From Tb-scale Mongodb To Doris: 5 Critical Challenges And Fixes With Apache Seatunnel
Recently, in several data middle-platform projects, we have frequently used Apache SeaTunnel to synchronize data from MongoDB to Apache Doris. Honestly, this task looks simple, but once you actually get started, you realize there are quite a few pitfalls. Especially in production environments, where data volume is large and structures are complex, a small oversight can easily lead to problems.
This article does not intend to repeat those basic configuration steps—there are already plenty of them online. I want to focus on the areas in real production environments where people are most likely to stumble. Particularly when you are dealing with TB-level MongoDB collections that need to be stably synchronized to Doris for real-time analysis, the following five pitfalls are almost inevitable. I will combine specific error logs, troubleshooting approaches, and the solutions our team has explored to help you eliminate these issues one by one.
1. Data Type Mapping: BSON-to-SQL Conversion Issues
MongoDB’s BSON type system and Doris’s SQL type system appear to be automatically mappable on the surface, but in reality they hide quite a few “surprises.” The most typical examples are the handling of Decimal128 and ObjectId.
1.1 Precision Loss Issue with Decimal128
MongoDB uses Decimal128 to store high-precision numeric values, such as financial transaction amounts. SeaTunnel maps it to Doris’s DECIMAL type by default, but there is a key limitation here: Doris’s DECIMAL supports a maximum precision of 38 digits, while Decimal128 supports 34 decimal digits. If you do not explicitly specify precision in the SeaTunnel schema, you are likely to encounter the following error:
java.lang.ArithmeticException: Non-terminating decimal expansion; no exact representable decimal result
The solution is to explicitly declare the precision in the schema. Do not rely on automatic inference—control it manually:
source {
MongoDB {
uri = "mongodb://user:password@host:27017"
database = "finance"
collection = "transactions"
schema = {
fields {
_id = string
amount = "decimal(38, 18)" # Explicitly specify total precision 38, scale 18
currency = string
timestamp = timestamp
}
}
}
}
Note: If the Decimal128 values in your data contain more than 18 decimal places, you need to adjust according to your actual situation. In one of our e-commerce projects, coupon calculation required high precision, so we used decimal(38, 24).

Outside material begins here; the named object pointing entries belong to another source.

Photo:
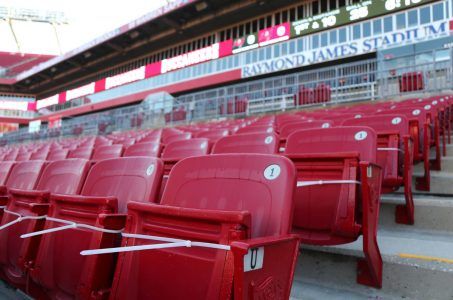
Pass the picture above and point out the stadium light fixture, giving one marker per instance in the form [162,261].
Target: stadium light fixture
[201,6]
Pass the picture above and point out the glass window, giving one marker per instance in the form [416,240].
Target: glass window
[366,29]
[333,37]
[377,26]
[261,53]
[324,39]
[292,47]
[356,32]
[401,21]
[277,50]
[284,48]
[268,52]
[425,16]
[342,35]
[438,12]
[315,41]
[388,24]
[412,17]
[300,45]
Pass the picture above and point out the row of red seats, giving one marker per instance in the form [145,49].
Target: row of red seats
[209,183]
[342,219]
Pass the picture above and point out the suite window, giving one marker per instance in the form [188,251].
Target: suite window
[401,21]
[412,18]
[377,26]
[366,29]
[388,24]
[425,15]
[342,35]
[356,32]
[333,37]
[315,42]
[438,12]
[324,39]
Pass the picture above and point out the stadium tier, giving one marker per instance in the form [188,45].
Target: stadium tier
[235,150]
[229,200]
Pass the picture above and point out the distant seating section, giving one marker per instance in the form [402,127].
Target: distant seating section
[214,210]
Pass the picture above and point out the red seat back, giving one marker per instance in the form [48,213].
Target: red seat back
[144,149]
[256,129]
[82,152]
[334,140]
[328,214]
[127,179]
[289,128]
[210,187]
[177,137]
[260,184]
[64,176]
[5,170]
[106,152]
[264,143]
[25,175]
[185,148]
[58,154]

1.2 ObjectId and Nested Document Serialization Pitfalls
The _id field in MongoDB is of type ObjectId by default, and SeaTunnel converts it to a string. This seems fine—until you discover primary key conflicts in the Doris table—because after ObjectId is converted to a string, Doris’s UNIQUE KEY check may cause issues.
Nested documents are even more troublesome. A common structure in MongoDB looks like this:
{
"_id": ObjectId("507f1f77bcf86cd799439011"),
"user": {
"name": "Zhang San",
"address": {
"city": "Beijing",
"district": "Chaoyang"
}
}
}
By default, SeaTunnel converts the entire user object into a JSON string and stores it in a VARCHAR field in Doris. If you want to directly query user.address.city in Doris, you have to use JSON functions to parse it, which results in poor performance.
Our approach is to flatten nested fields in advance using the transform plugin in SeaTunnel:
transform {
# Flatten nested fields
sql {
query = """
SELECT
_id,
user.name as user_name,
user.address.city as city,
user.address.district as district
FROM mongodb_source
"""
}
}
sink {
Doris {
fenodes = "fe1:8030,fe2:8030"
username = "admin"
password = "***"
database = "analytics"
table = "user_flat"
# The table structure is now flat, and query performance is high
}
}
If the nesting level is too deep or uncertain, you may also consider using the MAP type in Doris, but note that it is only supported in version 2.0 and above.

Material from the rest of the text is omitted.